Certo dia, numa noite vaporosa de verão, minha mãe passava roupas e ouvia música, como de costume, na cozinha de nossa casa. Ela sempre executava as suas tarefas com música. Seja do rádio, celular, CD, DVD’s; para acordar, cozinhar, se divertir ou dormir – tudo para ela tinha uma trilha sonora única.

Naquele dia, ela separava cuidadosamente algumas peças de roupa para passar a ferro. E eu me sentava ali, de frente, fosse pra trocar uma idéia, transmitir alguma fofoca ou, simplesmente, lhe fazer companhia.

Sem interromper o que estava fazendo, ela levantou os olhos para mim e disse:

- Você sabe como dobrar lençol de elástico? Eu aprendi e não “apanho” mais.

Eu balancei a cabeça de um lado para outro, enquanto observava suas mãos pequenas e ágeis desembolando o lençol e juntando suas pontas. Pouco a pouco, aquele emaranhado de tecido foi se reduzindo a uma pequena peça dobrada e organizada. Ela pranchou o ferro de passar sobre o lençol dobrado e o colocou junto das outras peças de cama. Eu observei, satisfeita, aquela cena, pensando que aquilo poderia me ser útil de alguma forma - afinal, a solução para os lençóis de elástico sempre fora “embolar” e guardar no armário. Passar então? Nem pensar!

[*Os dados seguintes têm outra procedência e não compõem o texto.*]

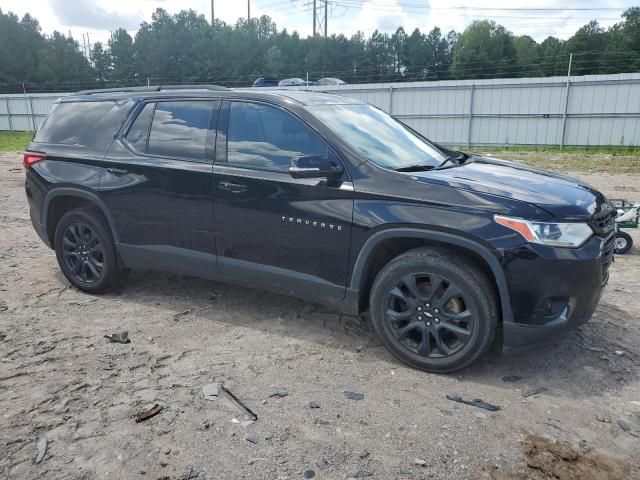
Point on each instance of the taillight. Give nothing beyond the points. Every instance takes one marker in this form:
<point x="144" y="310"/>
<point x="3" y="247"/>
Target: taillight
<point x="31" y="158"/>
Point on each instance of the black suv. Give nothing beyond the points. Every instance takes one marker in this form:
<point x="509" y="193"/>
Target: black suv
<point x="324" y="198"/>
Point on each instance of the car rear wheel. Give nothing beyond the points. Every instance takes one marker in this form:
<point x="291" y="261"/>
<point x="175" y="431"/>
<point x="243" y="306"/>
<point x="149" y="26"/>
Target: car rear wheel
<point x="434" y="310"/>
<point x="86" y="251"/>
<point x="623" y="243"/>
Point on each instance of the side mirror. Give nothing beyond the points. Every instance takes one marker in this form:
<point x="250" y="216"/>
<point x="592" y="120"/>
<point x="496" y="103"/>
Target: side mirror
<point x="314" y="166"/>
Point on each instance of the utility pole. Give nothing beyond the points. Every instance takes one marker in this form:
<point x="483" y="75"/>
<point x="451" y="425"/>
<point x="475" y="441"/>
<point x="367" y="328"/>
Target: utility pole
<point x="325" y="18"/>
<point x="314" y="18"/>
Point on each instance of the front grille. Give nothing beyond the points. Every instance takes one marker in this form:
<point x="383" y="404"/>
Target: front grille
<point x="603" y="221"/>
<point x="608" y="246"/>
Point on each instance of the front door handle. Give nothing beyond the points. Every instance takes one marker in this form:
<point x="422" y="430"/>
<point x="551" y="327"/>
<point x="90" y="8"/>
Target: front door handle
<point x="233" y="187"/>
<point x="117" y="171"/>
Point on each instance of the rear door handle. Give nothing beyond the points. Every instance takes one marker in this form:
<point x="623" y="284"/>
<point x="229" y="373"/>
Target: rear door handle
<point x="117" y="171"/>
<point x="233" y="187"/>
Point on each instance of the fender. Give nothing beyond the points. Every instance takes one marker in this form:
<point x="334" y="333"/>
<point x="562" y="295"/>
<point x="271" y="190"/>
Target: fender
<point x="79" y="193"/>
<point x="441" y="237"/>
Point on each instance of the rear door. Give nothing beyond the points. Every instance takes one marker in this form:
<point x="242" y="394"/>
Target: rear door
<point x="287" y="234"/>
<point x="158" y="184"/>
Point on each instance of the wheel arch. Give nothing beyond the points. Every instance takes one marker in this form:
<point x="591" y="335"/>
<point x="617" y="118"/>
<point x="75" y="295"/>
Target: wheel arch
<point x="385" y="245"/>
<point x="61" y="200"/>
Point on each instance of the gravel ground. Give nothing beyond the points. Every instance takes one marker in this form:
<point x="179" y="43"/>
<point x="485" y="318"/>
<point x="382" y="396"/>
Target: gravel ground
<point x="62" y="381"/>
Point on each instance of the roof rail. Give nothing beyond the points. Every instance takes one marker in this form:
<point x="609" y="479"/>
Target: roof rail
<point x="152" y="88"/>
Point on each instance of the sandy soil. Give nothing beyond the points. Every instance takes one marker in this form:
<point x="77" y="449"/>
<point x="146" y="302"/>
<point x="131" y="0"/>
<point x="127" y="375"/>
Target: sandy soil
<point x="60" y="380"/>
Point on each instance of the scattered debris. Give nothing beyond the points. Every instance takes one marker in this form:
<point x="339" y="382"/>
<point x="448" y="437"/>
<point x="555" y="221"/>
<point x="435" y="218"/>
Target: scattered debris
<point x="177" y="316"/>
<point x="42" y="449"/>
<point x="147" y="413"/>
<point x="560" y="460"/>
<point x="279" y="392"/>
<point x="211" y="391"/>
<point x="591" y="348"/>
<point x="623" y="425"/>
<point x="474" y="403"/>
<point x="122" y="337"/>
<point x="353" y="396"/>
<point x="362" y="474"/>
<point x="239" y="404"/>
<point x="190" y="475"/>
<point x="530" y="392"/>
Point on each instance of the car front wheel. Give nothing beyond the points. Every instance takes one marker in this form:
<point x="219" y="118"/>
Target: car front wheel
<point x="86" y="251"/>
<point x="434" y="310"/>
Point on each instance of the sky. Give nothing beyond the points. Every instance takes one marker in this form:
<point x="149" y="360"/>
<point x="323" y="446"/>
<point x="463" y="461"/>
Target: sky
<point x="560" y="18"/>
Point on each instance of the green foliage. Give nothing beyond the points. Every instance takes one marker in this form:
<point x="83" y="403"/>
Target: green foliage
<point x="185" y="48"/>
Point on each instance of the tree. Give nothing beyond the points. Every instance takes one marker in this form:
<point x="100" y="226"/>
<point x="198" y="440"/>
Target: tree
<point x="484" y="50"/>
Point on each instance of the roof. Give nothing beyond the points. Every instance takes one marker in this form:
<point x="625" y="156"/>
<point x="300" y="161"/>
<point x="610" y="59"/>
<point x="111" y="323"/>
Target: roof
<point x="300" y="96"/>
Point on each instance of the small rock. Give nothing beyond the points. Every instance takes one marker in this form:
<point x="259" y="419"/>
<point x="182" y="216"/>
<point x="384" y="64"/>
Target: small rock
<point x="279" y="392"/>
<point x="623" y="425"/>
<point x="533" y="391"/>
<point x="362" y="474"/>
<point x="353" y="396"/>
<point x="42" y="449"/>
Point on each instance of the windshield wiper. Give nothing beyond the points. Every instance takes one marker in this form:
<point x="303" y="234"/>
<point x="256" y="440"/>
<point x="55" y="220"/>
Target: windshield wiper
<point x="415" y="168"/>
<point x="457" y="157"/>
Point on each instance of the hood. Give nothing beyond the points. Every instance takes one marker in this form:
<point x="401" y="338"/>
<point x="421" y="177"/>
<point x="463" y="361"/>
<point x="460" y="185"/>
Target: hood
<point x="562" y="196"/>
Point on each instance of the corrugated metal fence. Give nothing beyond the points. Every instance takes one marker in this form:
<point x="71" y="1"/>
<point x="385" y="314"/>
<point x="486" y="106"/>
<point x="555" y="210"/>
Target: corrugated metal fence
<point x="581" y="111"/>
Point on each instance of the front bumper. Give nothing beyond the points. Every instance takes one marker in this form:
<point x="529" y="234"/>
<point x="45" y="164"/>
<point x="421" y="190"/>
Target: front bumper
<point x="553" y="290"/>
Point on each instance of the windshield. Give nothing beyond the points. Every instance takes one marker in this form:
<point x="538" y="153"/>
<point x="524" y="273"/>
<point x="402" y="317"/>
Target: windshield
<point x="379" y="137"/>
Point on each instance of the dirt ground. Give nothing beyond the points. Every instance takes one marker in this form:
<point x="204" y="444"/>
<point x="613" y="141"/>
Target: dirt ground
<point x="62" y="381"/>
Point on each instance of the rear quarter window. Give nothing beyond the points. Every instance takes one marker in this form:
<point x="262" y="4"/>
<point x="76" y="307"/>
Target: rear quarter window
<point x="73" y="123"/>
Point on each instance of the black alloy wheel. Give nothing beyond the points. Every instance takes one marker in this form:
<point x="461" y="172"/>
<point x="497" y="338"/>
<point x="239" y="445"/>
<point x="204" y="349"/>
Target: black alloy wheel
<point x="434" y="309"/>
<point x="429" y="315"/>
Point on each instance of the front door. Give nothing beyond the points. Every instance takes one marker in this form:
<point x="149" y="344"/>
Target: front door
<point x="290" y="235"/>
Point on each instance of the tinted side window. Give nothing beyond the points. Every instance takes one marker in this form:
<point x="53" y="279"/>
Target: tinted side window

Hoje, quase quatro anos e meio após aquela cena, fui dobrar um lençol de elástico da minha nova cama, bem longe da minha casa materna, da nossa cozinha e da nossa mesa de passar. Repeti o mesmo movimento com os dedos, juntei as pontas calmamente e consegui chegar ao “quadradinho” ideal para guardá-lo junto das outras peças. Um vento quente me levou àquela noite de verão novamente, para relembrar as instruções e não haver erro. Minha dobradura ficou perfeita e sorri para ninguém - aqui, a quilômetros de distância, comigo mesma. Ou, quem sabe, sorri para alguém que me sorriu de volta, de algum lugar do tempo, orgulhosa do ensinamento simples – o último deles – passado de mãe para filha.